To (mis) quote Paul Keating, ‘Who said I couldn’t throw the switch to vaudeville?’ Seriously though, the Dabka is an important p[art of Palestinian culture, and the particular one we have selected is a celebration of traditional life.

Also today we had several breakthroughs as more of the actors got the hang of acting out their stories rather than just reciting them, which was very encouraging.

I was also relieved today, when I ran into Ribal, the EO, to settle the performance day, next Thursday 27 July, and with Murad, the Centre’s film teacher/director (aka ‘the cameras guy’) the day for filming, which will be Friday 28 July. It’s very good to have a specific date to aim for.

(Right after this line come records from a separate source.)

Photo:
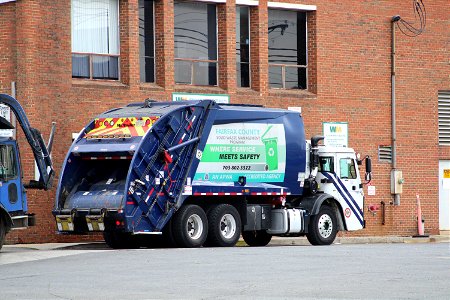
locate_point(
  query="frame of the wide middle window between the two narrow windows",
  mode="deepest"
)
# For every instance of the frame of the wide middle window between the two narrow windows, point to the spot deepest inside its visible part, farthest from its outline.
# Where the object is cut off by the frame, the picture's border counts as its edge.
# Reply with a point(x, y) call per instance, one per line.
point(193, 61)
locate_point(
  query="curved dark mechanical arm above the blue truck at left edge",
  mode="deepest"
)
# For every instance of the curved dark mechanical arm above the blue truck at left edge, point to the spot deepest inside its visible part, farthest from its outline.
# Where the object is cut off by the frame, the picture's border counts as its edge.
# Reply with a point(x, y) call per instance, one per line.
point(41, 152)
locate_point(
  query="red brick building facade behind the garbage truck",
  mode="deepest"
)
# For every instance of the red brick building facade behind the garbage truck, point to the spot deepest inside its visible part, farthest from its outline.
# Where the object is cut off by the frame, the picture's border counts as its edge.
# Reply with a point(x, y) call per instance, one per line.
point(346, 69)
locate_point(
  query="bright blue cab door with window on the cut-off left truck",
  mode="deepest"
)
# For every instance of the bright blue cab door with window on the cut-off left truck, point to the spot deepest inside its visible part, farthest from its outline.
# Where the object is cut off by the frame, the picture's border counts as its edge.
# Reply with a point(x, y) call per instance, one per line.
point(11, 189)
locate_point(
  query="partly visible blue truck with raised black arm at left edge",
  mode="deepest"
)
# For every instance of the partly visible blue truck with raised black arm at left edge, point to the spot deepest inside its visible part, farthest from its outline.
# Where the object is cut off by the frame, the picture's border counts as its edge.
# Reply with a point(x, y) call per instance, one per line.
point(13, 199)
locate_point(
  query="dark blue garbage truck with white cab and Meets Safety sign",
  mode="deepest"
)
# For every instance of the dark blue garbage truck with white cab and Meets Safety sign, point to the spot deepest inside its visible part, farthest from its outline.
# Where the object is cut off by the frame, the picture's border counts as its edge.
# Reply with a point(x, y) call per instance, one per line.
point(202, 173)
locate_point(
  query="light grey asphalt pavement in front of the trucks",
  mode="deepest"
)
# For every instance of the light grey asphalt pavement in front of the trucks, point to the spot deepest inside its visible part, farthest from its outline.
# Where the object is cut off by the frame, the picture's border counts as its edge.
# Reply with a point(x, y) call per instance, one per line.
point(340, 271)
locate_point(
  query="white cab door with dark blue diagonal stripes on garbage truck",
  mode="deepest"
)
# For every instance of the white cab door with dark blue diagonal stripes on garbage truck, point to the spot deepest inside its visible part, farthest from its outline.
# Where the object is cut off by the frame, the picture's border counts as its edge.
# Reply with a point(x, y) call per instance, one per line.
point(349, 177)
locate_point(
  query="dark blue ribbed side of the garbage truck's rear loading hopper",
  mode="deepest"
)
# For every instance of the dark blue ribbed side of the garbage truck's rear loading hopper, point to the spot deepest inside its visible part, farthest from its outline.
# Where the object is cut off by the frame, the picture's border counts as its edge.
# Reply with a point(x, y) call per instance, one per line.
point(160, 168)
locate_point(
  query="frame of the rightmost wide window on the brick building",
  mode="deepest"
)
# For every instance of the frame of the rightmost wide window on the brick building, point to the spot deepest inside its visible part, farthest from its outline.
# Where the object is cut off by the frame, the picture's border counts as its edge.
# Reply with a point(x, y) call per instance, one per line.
point(284, 66)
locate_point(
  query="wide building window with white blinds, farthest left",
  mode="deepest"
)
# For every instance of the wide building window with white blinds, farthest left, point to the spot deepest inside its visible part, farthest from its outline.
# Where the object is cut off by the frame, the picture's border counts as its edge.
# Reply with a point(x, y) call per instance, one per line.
point(95, 39)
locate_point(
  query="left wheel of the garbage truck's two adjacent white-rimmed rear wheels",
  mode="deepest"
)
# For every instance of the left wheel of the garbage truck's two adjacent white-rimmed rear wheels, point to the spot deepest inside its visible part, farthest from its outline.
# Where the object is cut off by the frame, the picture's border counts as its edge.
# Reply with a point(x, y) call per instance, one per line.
point(190, 226)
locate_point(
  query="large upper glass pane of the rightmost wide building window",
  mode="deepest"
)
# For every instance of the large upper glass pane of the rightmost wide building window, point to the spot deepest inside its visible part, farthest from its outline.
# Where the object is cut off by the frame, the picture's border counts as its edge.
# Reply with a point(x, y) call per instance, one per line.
point(284, 36)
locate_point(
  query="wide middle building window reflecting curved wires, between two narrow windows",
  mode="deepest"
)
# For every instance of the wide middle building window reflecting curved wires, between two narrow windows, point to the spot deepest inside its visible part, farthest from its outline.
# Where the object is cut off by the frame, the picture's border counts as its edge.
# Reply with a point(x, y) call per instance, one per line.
point(195, 43)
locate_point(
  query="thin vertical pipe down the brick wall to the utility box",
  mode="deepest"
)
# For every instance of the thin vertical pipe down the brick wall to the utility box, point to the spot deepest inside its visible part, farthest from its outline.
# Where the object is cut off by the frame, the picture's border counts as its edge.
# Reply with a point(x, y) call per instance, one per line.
point(394, 20)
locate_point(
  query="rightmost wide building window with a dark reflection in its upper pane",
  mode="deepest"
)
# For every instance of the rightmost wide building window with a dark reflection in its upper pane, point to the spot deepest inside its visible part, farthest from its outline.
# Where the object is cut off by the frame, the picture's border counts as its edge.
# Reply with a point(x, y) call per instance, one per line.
point(287, 49)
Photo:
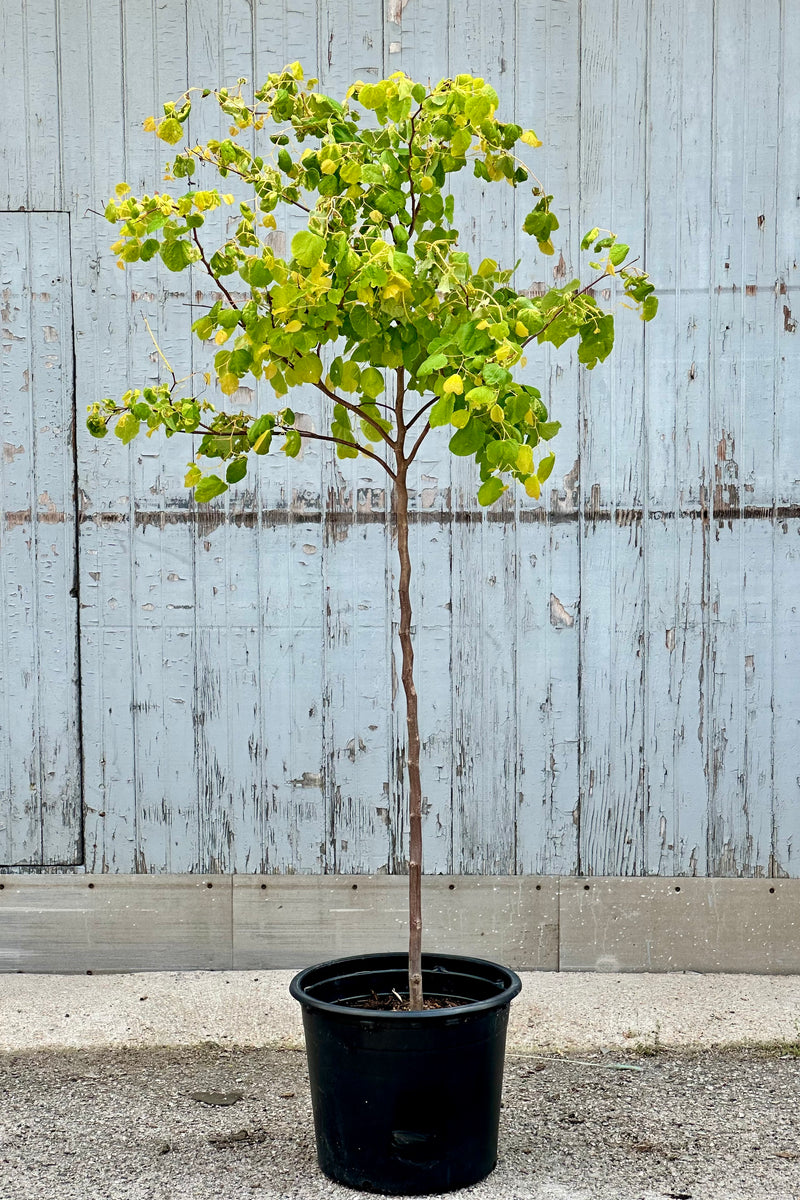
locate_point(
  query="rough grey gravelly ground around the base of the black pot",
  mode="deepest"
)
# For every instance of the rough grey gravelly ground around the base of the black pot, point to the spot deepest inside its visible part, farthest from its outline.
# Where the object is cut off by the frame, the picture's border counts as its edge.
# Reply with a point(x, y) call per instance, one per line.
point(125, 1125)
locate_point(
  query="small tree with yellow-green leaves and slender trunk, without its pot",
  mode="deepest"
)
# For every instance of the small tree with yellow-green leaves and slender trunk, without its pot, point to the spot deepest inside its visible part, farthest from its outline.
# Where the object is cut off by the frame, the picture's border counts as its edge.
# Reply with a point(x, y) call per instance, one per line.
point(376, 287)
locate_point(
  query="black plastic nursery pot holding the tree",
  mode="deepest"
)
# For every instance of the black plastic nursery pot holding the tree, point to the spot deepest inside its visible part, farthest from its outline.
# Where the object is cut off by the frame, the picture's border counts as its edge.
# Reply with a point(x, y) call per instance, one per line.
point(406, 1103)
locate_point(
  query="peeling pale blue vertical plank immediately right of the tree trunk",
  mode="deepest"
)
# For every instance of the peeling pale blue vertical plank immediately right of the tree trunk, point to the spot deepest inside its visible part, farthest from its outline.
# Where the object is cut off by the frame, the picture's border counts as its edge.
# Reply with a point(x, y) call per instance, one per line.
point(485, 557)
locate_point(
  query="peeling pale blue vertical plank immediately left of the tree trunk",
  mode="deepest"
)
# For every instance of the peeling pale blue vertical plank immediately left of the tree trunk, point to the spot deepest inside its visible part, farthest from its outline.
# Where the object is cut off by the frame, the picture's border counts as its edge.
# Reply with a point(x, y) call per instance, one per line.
point(357, 647)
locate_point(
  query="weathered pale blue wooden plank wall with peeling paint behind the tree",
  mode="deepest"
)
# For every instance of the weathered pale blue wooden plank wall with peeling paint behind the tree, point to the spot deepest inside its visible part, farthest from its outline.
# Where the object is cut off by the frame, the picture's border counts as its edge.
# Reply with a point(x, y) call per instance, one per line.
point(609, 680)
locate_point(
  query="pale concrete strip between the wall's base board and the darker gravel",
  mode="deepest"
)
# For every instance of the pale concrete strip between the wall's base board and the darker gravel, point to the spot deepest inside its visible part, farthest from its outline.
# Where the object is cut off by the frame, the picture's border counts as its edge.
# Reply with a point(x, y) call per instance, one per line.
point(556, 1012)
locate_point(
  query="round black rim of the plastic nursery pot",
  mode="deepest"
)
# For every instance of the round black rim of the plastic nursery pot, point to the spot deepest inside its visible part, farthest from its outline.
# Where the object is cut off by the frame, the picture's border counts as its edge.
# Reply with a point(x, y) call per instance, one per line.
point(504, 997)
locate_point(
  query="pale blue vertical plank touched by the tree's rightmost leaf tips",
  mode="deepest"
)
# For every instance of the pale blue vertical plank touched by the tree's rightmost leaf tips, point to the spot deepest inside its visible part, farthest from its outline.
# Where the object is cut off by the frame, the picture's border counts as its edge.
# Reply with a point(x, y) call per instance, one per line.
point(681, 74)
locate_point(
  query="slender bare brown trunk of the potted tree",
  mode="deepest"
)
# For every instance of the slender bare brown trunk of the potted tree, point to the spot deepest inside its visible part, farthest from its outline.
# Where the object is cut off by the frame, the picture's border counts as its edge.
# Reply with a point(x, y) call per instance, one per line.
point(416, 787)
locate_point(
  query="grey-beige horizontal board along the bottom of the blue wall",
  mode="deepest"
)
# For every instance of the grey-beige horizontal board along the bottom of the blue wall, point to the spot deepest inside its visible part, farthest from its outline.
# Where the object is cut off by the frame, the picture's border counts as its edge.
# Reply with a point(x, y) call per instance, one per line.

And to conclude today, as I was walking home from rehearsal I stumbled on a peaceful demonstration in solidarity with the people of Occupied East Jerusalem, which was good to witness. Today the Israeli government announced that men under 50 could not enter the Al Aqssa Mosque / Dome of the Rock compound for Friday prayers tomorrow, so it was good to see this street payer service (which blocked the entire Hebron Road) in front of a huge model of the Dome of the Rock taking place. The Israeli ban really worries me as it could really stir up big trouble – which of course is probably what the government wants.

Verbatim Theatre Project, Alrowwad Centre, Aida Refugee Camp, Bethlehem, Palestine. 20 July 2017

We did it! Put the whole play together for the first time, that is. It was a bit of a shemozzle, we started an hour late, and not all the student actors were there, but nonetheless we do have a play.

Its pretty much as I envisaged it two weeks ago, though there are changes. The hosts, and the story tellers will stand rather than sit, which gives the storytellers more flexibility to physically act out their stories, convey the through line or arc of the story, the intentions of the characters they are talking about, and to express the emotions buried deep in there.  The stories are horrific, after all.

The hosts too will have more of a presence if they are standing, though when the stories are being told they will sit.

The other big news today was that Murad, our film guy, was there for the duration of today’s rehearsal. He was a great help with the actors, but more than that, he confirmed my original hope, that it will be filmed twice: once with the audience, and once without, to allow for separate set ups and shots and so forth. I’m really stoked about this confirmation.

The other big news is that for the last couple of days I’ve had an Honours graduate from Charles Sturt University’s BA Acting for Screen and Stage (the course I developed and coordinated for umpteen years) with us – Bethany Simons, who has had a very successful career devising her own plays (Green Room awards and all) since graduation. Beth has also been a great help, and I’m very grateful for her input.